What’s this love-shove?
I saw the saddest thing yesterday
Sheryl Crow on Larry King Live.
Sheryl Crow, 44 years old.
As Wikipedia describes her, 9-time Grammy winning American blues rock singer, guitarist, bassist and songwriter.
Of late, her newsworthiness has been for reasons other than her music. She was diagnosed with early-stage breast cancer in late February 2006. And in the same month, her much publicised 4-year romance with Lance Armstrong came to an end. Who would think they’d spilt. I mean, they were stuff that fairytales are made of, two brilliant haevenly bodies brought together by the gods and the world watched this celestial mating with envious sighs, the Mills&Boon climax on the Oprah Winfrey show.
For those of you who may not know, Lance Armstong is famous not just because he is champion racing cyclist, but also because he won the Tour de France a record 7 consecutive times from 1999 to 2005 - several years after being diagnosed and treated for testicular cancer that spread to his brain and lungs.
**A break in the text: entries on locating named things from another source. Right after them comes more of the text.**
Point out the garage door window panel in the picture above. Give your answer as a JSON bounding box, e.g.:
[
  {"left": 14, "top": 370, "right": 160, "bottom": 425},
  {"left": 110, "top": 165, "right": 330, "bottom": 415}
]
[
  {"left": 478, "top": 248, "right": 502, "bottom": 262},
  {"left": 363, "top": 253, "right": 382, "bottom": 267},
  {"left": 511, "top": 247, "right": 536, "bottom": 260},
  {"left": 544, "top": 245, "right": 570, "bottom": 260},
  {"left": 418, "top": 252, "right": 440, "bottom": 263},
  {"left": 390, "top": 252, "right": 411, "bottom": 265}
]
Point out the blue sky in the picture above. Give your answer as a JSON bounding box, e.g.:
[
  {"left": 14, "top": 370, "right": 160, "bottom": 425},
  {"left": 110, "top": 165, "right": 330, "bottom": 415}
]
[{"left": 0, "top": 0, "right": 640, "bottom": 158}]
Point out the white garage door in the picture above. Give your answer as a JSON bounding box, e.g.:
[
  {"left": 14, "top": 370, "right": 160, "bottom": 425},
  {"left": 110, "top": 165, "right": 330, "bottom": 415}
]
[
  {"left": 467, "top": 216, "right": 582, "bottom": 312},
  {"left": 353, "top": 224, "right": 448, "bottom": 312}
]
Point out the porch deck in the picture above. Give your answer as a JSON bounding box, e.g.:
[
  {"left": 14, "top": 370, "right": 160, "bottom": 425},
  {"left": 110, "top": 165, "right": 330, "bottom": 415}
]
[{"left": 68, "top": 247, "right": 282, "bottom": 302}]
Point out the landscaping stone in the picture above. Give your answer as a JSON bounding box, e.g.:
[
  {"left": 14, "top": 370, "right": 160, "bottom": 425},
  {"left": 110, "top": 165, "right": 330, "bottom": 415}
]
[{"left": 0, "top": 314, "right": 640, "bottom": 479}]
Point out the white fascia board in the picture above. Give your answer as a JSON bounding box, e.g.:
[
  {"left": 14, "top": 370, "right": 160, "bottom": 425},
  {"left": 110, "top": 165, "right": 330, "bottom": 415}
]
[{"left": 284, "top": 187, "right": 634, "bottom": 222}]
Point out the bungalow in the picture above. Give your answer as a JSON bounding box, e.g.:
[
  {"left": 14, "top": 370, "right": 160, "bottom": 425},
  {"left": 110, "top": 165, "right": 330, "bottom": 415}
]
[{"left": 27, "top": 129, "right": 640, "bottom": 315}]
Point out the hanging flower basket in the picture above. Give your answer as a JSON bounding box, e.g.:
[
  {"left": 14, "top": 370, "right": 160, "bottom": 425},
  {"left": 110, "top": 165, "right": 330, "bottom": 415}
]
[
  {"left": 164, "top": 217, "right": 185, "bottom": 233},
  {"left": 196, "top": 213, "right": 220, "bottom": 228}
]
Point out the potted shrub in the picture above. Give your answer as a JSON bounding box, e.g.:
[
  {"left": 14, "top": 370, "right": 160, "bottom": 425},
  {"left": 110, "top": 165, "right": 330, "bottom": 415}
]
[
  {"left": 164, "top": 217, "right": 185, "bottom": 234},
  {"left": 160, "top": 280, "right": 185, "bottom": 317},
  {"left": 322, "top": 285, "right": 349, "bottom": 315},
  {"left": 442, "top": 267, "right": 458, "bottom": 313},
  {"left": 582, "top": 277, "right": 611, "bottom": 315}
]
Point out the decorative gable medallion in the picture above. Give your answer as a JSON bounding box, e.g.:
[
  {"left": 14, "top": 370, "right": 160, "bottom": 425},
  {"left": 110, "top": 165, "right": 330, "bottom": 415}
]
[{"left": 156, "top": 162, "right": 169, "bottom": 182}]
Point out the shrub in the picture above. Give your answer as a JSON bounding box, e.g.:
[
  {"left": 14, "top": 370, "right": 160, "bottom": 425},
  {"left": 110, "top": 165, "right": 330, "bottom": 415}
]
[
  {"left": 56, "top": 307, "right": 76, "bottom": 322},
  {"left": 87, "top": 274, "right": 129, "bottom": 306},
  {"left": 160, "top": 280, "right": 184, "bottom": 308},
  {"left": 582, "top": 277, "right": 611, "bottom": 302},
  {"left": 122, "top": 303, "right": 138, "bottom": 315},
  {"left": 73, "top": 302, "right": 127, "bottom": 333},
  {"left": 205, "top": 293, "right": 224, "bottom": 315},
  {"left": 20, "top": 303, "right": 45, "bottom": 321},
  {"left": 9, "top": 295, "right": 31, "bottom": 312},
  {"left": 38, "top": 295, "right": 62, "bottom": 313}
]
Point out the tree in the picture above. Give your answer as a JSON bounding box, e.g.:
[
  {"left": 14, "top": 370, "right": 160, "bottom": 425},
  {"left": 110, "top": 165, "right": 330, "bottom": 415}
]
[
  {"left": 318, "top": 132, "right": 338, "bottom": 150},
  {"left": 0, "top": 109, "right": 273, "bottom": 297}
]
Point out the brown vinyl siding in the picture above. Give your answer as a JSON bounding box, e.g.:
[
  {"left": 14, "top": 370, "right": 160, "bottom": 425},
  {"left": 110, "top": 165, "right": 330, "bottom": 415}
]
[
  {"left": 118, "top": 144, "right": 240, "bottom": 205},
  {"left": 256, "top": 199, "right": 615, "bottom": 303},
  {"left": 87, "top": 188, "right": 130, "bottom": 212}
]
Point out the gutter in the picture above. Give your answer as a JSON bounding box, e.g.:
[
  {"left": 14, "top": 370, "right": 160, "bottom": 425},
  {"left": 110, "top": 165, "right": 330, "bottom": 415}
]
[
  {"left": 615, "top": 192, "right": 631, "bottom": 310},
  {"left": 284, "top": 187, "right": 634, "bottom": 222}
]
His triumph over cancer was so amazing and empowering that he founded The Lance Armstrong Foundation to support cancer survivors and victims and the bright yellow Livestrong wristband became a world wide symbol of this.
So, you’d think, in spite of everything, Lance would rush to be by her side, right? As Larry King who asked the same question, put it to Sheryl, “just as a friend,…would have been a big help, having gone through his cancer was, worse than yours? He was going to die, right?”
Here’s Crow’s answer….
CROW: "You know, actually, interestingly enough, the person that was the most helpful -- helpful for me was Doug Ulman, who works for him…"
In other words....no.
It was one of the saddest things that I ever heard.
I know. I am judging somebody else’s private life. But isn’t there a little more to love? A little more beyond the first electric, breathless months, years – something that lasts and endures at least a few centimetres into the “thin”? If friends are for fair weather and foul, shouldn’t lovers be for at laest a bit of the storm?And I wondered….….what is this love-shove?
My parents were married for 47 years.
I don’t think my father could even remember their wedding anniversary. Many years ago, my mother was diagnosed with breast cancer. Not in the early stage. And she went through the works. Surgery, radiation, chemo. At times, my mother says things were so bad during the chemo that she couldn’t stand her own body and would ask my dad to leave the room. He didn’t. Not for a single minute of those 15 long years when she fought her terrible battle, did my father ever leave the room.
There was little said between them.
About the disease.
Or about love.
But he was there for her, by her side.
And so, I wondered again…
What is this love-shove?
4 comments:
Absolutely true ratna! True love never needs a show. It can be felt by those who undergo it. No words spoken, no hyterical actions, but powerful telepathic understanding and belonging says it all!
Ratna, this template sure looks great!
Just a bit of trivia;
Lance Armstrong broke up with his wife who stood by him like a rock, after he won his battle with Cancer.
Sheryl Crowe and Lance were going strong till Sheryl, whimsically, decided that they should part ways for a bit ‘just to see how each of them feel’ and they did just that.
A few days later Sheryl found out that she had Cancer and Lance was, and is, doing fine without her.
Now she misses him and wants him back but he doesn’t seem to agree with this idea:)
M! from Caferati:))
Ratna,
Cried while reading ( about your Mom/Dad ) in the morning...came back to it again now...And yes, what is this love-shove anyway? How can someone who has gone though cancer leave a partner while she is suffering from it:(
Jaya
Thanks for sharing this very touching post with us.
I was also pretty shocked by the Shery Crow-Armstrong breakup. They seemed to be each other's strength during the years they were together.
When such a breakup happens, I suppose it is the lot of the romantic to get affected and possibly momentarily disillusioned. The pragmatic, with their ready American divorce-marriage ratios in hand, never suffer such jhatkas.
What was that about "it is better to have loved and lost than to have never loved at all" ? I guess I will take that anyday to the increasingly cold pragmatism that I see around me everyday.